While several of these items are obviously weighted towards Texas anglers who might be planning to donate the fish to the TPWD ShareLunker program, in general the principles found here are applicable wherever a big bass is caught this spring:
- Land the fish as quickly as possible. Playing a fish to exhaustion diminishes its chance of survival.
- If possible, refrain from using a dip net that has a mesh larger than ¼ inch and /or is not a smooth mesh. When using a net, always make sure it is wet before it touches the fish.
- Avoid excessive handling or dropping of the fish while removing the hook. The fish will benefit from remaining in water (boat livewell or a large cooler filled with water) while the hook is removed with needlenosed pliers. Hold the fish vertically by the lower lip while it is in the water so that the total weight of the fish doesn’t rest on the lower jaw.
- Take the fish to a marina or closest certified scales as soon as possible. Transport the fish in a properly aerated livewell or a large cooler equipped with an aerator.
- Before removing the fish from the transport container, have the certified scales ready for weighing. Try to arrange to hold the fish in the marina’s minnow vat after it is weighed.
- To reduce stress when removing the fish from the transport container for weighing, move the fish as close as possible to the scales and holding vat before removal. If everything is ready before the fish is removed from the transport container, weighing time can be less than one minute.
- It is best to sedate the fish in the transport container before weighing or taking pictures. Marinas and bait shops can supply the recommended chemicals. Wet your hands before handling the fish. Lift the fish from the water vertically by clamping your thumb on the bottom lip. To raise the fish into a horizontal position, support the fish’s weight by placing your off-hand under the fish just behind the anal fin. This method should also be used if the fish is not sedated. Don’t roll back the lip in an effort to paralyze the fish. This can damage the lower jaw and hinder or prevent the fish from feeding after being released. The fish should not be out of the water longer than 30 seconds. Persons taking pictures should have their cameras ready before the fish is removed from the holding container.
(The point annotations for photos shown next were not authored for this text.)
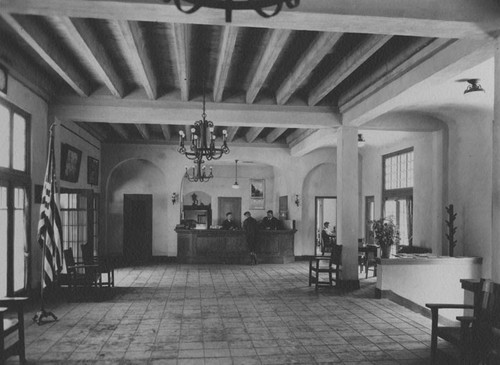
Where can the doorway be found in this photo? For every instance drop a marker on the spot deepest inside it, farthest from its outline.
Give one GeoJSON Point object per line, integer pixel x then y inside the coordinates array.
{"type": "Point", "coordinates": [326, 211]}
{"type": "Point", "coordinates": [232, 205]}
{"type": "Point", "coordinates": [137, 228]}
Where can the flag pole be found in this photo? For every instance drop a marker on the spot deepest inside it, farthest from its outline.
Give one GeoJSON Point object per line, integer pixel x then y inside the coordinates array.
{"type": "Point", "coordinates": [42, 313]}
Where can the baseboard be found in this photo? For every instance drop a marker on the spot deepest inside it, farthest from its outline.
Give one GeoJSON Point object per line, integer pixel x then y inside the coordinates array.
{"type": "Point", "coordinates": [414, 307]}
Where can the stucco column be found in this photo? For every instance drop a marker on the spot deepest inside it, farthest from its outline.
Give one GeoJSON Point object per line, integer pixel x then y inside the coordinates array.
{"type": "Point", "coordinates": [495, 234]}
{"type": "Point", "coordinates": [347, 203]}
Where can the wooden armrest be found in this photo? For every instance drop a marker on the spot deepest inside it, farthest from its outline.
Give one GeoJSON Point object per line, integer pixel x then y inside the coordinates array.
{"type": "Point", "coordinates": [449, 306]}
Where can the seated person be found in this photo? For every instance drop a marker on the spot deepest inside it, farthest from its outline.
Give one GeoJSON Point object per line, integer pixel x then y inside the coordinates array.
{"type": "Point", "coordinates": [270, 222]}
{"type": "Point", "coordinates": [229, 224]}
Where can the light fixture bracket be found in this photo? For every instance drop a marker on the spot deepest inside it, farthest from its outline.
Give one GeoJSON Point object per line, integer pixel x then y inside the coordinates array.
{"type": "Point", "coordinates": [230, 5]}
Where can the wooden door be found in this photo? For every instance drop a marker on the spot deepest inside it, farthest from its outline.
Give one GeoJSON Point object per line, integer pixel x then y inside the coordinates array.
{"type": "Point", "coordinates": [232, 205]}
{"type": "Point", "coordinates": [137, 227]}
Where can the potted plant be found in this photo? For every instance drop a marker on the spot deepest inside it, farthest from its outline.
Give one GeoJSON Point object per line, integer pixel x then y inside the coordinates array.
{"type": "Point", "coordinates": [386, 234]}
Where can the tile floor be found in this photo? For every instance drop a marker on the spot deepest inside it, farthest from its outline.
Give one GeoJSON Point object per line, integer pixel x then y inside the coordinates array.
{"type": "Point", "coordinates": [229, 314]}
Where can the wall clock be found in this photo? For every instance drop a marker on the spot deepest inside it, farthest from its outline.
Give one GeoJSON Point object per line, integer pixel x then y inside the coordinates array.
{"type": "Point", "coordinates": [3, 79]}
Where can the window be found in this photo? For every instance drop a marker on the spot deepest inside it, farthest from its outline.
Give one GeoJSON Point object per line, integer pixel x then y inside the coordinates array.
{"type": "Point", "coordinates": [398, 192]}
{"type": "Point", "coordinates": [79, 214]}
{"type": "Point", "coordinates": [15, 185]}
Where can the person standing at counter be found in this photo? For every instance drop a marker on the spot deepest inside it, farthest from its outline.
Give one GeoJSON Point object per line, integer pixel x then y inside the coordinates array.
{"type": "Point", "coordinates": [250, 227]}
{"type": "Point", "coordinates": [270, 222]}
{"type": "Point", "coordinates": [229, 224]}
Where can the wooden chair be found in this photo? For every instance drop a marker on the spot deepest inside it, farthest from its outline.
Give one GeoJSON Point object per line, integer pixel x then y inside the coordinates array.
{"type": "Point", "coordinates": [9, 326]}
{"type": "Point", "coordinates": [104, 266]}
{"type": "Point", "coordinates": [326, 265]}
{"type": "Point", "coordinates": [80, 277]}
{"type": "Point", "coordinates": [474, 337]}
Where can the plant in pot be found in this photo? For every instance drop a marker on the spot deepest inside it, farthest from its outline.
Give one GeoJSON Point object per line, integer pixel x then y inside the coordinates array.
{"type": "Point", "coordinates": [386, 234]}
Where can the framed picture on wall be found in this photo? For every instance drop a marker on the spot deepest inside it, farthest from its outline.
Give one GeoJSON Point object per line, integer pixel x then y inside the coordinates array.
{"type": "Point", "coordinates": [257, 188]}
{"type": "Point", "coordinates": [92, 171]}
{"type": "Point", "coordinates": [71, 158]}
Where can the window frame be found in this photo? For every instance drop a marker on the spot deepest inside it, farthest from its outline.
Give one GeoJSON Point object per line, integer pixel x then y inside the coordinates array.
{"type": "Point", "coordinates": [12, 179]}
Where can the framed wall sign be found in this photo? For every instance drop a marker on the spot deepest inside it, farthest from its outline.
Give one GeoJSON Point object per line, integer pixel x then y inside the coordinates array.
{"type": "Point", "coordinates": [257, 187]}
{"type": "Point", "coordinates": [92, 171]}
{"type": "Point", "coordinates": [71, 158]}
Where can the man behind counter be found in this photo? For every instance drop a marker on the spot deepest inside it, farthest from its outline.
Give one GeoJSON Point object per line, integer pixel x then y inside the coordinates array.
{"type": "Point", "coordinates": [270, 222]}
{"type": "Point", "coordinates": [229, 224]}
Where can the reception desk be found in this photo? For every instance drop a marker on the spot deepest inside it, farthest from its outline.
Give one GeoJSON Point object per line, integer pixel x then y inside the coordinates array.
{"type": "Point", "coordinates": [213, 246]}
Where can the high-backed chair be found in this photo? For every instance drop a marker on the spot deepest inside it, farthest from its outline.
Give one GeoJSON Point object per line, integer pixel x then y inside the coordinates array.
{"type": "Point", "coordinates": [326, 265]}
{"type": "Point", "coordinates": [9, 326]}
{"type": "Point", "coordinates": [475, 338]}
{"type": "Point", "coordinates": [104, 266]}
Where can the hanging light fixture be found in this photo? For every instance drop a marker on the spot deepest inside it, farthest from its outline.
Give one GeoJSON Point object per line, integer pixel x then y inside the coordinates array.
{"type": "Point", "coordinates": [230, 5]}
{"type": "Point", "coordinates": [235, 185]}
{"type": "Point", "coordinates": [202, 147]}
{"type": "Point", "coordinates": [361, 140]}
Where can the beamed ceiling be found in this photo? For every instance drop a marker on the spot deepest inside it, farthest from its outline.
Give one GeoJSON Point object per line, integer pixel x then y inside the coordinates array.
{"type": "Point", "coordinates": [134, 71]}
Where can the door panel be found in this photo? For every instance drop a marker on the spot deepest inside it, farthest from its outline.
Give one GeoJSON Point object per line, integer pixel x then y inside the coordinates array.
{"type": "Point", "coordinates": [137, 228]}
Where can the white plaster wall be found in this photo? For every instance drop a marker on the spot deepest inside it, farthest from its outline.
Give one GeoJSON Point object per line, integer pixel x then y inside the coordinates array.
{"type": "Point", "coordinates": [25, 99]}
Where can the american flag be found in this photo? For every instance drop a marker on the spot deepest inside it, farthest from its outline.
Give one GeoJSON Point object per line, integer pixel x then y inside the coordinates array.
{"type": "Point", "coordinates": [50, 225]}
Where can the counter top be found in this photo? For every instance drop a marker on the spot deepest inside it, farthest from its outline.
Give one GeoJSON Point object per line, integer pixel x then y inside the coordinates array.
{"type": "Point", "coordinates": [428, 259]}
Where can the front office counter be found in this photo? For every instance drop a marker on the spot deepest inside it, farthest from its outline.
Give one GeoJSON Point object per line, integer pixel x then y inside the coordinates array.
{"type": "Point", "coordinates": [213, 246]}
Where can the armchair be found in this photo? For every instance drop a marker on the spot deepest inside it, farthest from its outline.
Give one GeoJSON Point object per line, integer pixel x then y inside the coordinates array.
{"type": "Point", "coordinates": [9, 326]}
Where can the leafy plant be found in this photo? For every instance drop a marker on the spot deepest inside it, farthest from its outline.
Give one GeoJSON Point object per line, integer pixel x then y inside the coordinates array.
{"type": "Point", "coordinates": [386, 232]}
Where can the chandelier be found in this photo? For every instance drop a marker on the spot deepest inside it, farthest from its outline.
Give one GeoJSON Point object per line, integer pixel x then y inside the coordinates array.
{"type": "Point", "coordinates": [230, 5]}
{"type": "Point", "coordinates": [201, 147]}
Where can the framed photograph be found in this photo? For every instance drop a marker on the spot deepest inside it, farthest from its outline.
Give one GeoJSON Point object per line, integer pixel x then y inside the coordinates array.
{"type": "Point", "coordinates": [257, 204]}
{"type": "Point", "coordinates": [257, 187]}
{"type": "Point", "coordinates": [70, 163]}
{"type": "Point", "coordinates": [92, 171]}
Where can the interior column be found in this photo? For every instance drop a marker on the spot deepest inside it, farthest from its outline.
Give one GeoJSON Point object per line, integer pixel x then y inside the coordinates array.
{"type": "Point", "coordinates": [347, 204]}
{"type": "Point", "coordinates": [495, 234]}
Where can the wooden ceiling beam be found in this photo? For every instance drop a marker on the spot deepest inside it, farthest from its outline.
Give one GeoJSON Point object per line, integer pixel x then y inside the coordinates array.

Holding the fish out of the water two to three minutes, or holding it in a plastic bag without proper aeration, causes stress that can damage the eyes or cause a bacterial and/or fungal infection. Such damage could cause mortality even several weeks later. Note that stress is increased by extremes in temperatures and/or windy weather conditions.
- Ideal water temperature for holding fish is 55 to 75 degrees Fahrenheit, and the water temperature should not be changed more than five or six degrees per hour. If water is aerated and treated with bacterial/fungal retardant, low water temperature may not be crucial.
- Call Texas Parks and Wildlife Department as soon as possible with your name, where the fish is located, a telephone number where you can be reached and when and where you caught the fish. Be sure to include your area code when leaving a message on the pager. Every attempt will be made to collect the fish within 12 hours, sooner if possible.
- To request pickup of a ShareLunker (largemouth bass 13 pounds or over, legally caught in Texas waters between October 1 and April 30), call (903) 681-0550 or page 1 (888) 784-0600 and leave a number, including area code.
It doesn't take long when watching tournament weigh-ins, reading online fishing stories or examining social media posts that catching a trophy bass – especially a real bucketmouth that weighs into the double-digit range – is an exciting accomplishment for bass anglers from one side of the country to the other.
When we do so, we're all excited and we all want to share our good fortune with friends, family and fishing buddies.
By putting a little thought into how to properly handle such big fish and doing so when the opportunity arises on the water, every angler can help ensure that the opportunity to catch trophy sized bass exists for many, many years to come.